営業の途中にでも寄っているのだろうか?スーツをきっちりと着こなし、いつも同じ黒のビジネスバッグを持って真剣に本を選んでいる姿が印象的だった。


毎週欠かさず立ち寄るなんて、本が好きな人なんだな。最初はそれくらいの印象しか持っていなかったのだけど。


「手伝いましょうか?」


背の低い私が、脚立を使ってもギリギリ届かない上の棚に本を戻している。そんな様子を見かねたのか、修吾が私に声をかけてくれた。

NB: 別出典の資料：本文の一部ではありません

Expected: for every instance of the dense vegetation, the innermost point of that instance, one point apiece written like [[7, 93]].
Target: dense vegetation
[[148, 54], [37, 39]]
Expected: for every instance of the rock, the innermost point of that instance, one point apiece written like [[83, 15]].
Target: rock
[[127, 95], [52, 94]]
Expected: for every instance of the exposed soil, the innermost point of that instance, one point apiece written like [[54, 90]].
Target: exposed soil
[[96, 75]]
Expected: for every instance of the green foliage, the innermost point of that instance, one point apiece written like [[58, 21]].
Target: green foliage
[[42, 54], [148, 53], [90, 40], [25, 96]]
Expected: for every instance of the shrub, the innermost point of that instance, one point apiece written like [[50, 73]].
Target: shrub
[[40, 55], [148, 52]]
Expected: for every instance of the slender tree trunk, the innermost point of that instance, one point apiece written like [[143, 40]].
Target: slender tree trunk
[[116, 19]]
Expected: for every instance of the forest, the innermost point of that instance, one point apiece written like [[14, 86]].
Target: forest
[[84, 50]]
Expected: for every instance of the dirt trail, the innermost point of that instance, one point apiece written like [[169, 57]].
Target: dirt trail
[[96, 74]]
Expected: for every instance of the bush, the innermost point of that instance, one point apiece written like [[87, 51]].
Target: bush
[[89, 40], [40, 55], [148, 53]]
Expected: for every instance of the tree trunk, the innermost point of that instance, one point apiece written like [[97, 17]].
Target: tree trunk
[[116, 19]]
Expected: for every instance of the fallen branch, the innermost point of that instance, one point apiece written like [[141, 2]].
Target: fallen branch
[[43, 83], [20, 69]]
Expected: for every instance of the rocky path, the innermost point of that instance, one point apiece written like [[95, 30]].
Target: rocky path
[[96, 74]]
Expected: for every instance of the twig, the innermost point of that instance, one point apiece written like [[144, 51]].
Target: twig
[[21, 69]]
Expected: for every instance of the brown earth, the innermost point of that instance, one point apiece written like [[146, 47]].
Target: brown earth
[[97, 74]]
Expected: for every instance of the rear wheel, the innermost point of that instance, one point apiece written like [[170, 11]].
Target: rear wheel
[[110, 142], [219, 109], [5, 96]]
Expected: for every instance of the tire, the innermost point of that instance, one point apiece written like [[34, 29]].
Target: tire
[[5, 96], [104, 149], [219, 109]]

すみません、と恐縮する私にあっという間に本を戻してくれた彼は、

「実はずっとあなたとお話したいと思ってたんですよね」

だからきっかけができて良かったです、と言って微笑んだ。私のネームプレートを見ながら修吾は、


「お名前は『アカネ』さんでいいんですか?」と聞いてきた。


「はい。新川 茜(シンカワ アカネ)です」

「いい名前ですね」


それから顔を合わせる度に何となく会話をするようになって、そのうちに食事に誘われて、休日に会うようになって……あっという間に私は彼に夢中になった。


付き合って、と言われた時は舞い上がるほど嬉しかった。